All the American rites of passage his classmates took for granted - the driver's licence, the credit card, spring break in Mexico - become harder, if not impossible, when you don't have papers.

“I was just in survival mechanism,” says Ram. “If I had stopped to reflect I would not have been able to move forward.” He admits sometimes he would feel frustrated that his parents put him in this predicament. “But my parents didn't come from an educated background. They did what they thought was best for us,” he says. “And they did it all for us.”

Out of the closet

His parents are a little baffled by his activist role. “Ours is not a very open community. We don't like to talk about things that are uncomfortable,” he says. He says is family is even more troubled by his being open about being gay.

“Coming out as queer has been more difficult. Definitely,” says Ram. However now that the Defence of Marriage Act has been ruled unconstitutional in the United States, there is another way to legalisation.
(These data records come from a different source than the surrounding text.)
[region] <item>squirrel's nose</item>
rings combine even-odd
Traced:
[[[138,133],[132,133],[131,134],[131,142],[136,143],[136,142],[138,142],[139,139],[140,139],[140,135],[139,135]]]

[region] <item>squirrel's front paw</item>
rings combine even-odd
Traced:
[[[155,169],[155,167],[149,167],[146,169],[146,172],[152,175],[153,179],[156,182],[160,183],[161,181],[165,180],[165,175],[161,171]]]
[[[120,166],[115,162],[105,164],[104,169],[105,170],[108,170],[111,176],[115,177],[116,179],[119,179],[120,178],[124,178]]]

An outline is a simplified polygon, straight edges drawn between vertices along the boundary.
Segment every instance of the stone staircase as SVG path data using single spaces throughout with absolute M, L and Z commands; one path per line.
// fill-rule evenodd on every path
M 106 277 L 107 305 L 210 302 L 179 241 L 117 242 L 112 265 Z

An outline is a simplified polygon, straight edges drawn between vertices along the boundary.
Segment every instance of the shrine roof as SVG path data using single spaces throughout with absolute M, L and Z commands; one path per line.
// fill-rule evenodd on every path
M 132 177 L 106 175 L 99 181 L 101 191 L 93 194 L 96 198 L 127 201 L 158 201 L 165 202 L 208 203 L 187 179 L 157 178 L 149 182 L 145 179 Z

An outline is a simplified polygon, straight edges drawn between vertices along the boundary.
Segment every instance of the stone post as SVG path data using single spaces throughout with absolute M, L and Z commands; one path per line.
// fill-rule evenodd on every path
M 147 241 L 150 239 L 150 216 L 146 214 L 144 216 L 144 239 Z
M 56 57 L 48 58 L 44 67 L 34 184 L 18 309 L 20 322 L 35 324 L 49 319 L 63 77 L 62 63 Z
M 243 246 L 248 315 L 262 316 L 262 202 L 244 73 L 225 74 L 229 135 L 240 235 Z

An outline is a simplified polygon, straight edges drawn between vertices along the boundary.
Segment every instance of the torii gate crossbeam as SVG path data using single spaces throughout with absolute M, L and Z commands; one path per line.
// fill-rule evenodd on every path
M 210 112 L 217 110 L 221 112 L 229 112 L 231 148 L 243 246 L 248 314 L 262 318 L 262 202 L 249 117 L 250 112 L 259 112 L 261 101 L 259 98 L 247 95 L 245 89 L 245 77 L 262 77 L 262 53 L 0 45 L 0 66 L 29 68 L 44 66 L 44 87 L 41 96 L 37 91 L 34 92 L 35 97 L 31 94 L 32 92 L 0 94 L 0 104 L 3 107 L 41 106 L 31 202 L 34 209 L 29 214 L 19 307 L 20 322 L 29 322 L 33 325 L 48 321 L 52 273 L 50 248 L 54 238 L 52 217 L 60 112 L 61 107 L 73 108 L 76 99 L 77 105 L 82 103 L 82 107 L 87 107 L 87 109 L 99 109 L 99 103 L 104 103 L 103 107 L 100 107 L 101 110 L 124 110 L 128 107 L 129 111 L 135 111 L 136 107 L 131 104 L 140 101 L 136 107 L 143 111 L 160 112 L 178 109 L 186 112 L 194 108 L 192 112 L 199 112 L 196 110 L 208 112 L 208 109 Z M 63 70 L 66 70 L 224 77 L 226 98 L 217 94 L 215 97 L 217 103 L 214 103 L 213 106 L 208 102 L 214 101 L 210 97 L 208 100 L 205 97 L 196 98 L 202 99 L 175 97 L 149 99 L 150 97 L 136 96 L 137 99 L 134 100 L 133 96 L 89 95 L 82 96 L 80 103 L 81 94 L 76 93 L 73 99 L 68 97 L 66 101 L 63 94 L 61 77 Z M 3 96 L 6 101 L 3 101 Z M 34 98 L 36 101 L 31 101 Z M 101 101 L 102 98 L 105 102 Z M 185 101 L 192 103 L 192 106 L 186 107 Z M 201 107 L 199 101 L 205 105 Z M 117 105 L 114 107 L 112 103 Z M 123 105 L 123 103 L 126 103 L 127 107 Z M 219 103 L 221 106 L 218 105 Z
He could get married in a state that recognises same-sex marriage to a U.S. citizen. But he says he'd rather not.

“There has to be a logical common sense way for people to adjust their status. I'd rather fight for that instead of just getting married to get a green card."

Ram is the first openly queer person in his family. He's having to define what that even means to his parents.

“They have very negative ideas about what it means to be queer. I have to constantly rebut them because they say I don't look queer meaning I am not feminine,” says Ram.

“And they say, yes, we get that you are queer, but why do you have to talk about it.”

But Ram says having broken through one closet, he cannot really go into another.

In fact, many young DREAM activists also happen to be queer. Ram says it makes sense. “People who are most vocal are the ones who have been marginalized the most,” he reflects. “Your fight becomes more personal.”

“I am undocumented, queer and South Asian,” he says. “I cannot tell my undocumented story without telling my queer story. It's part of the work of being whole.”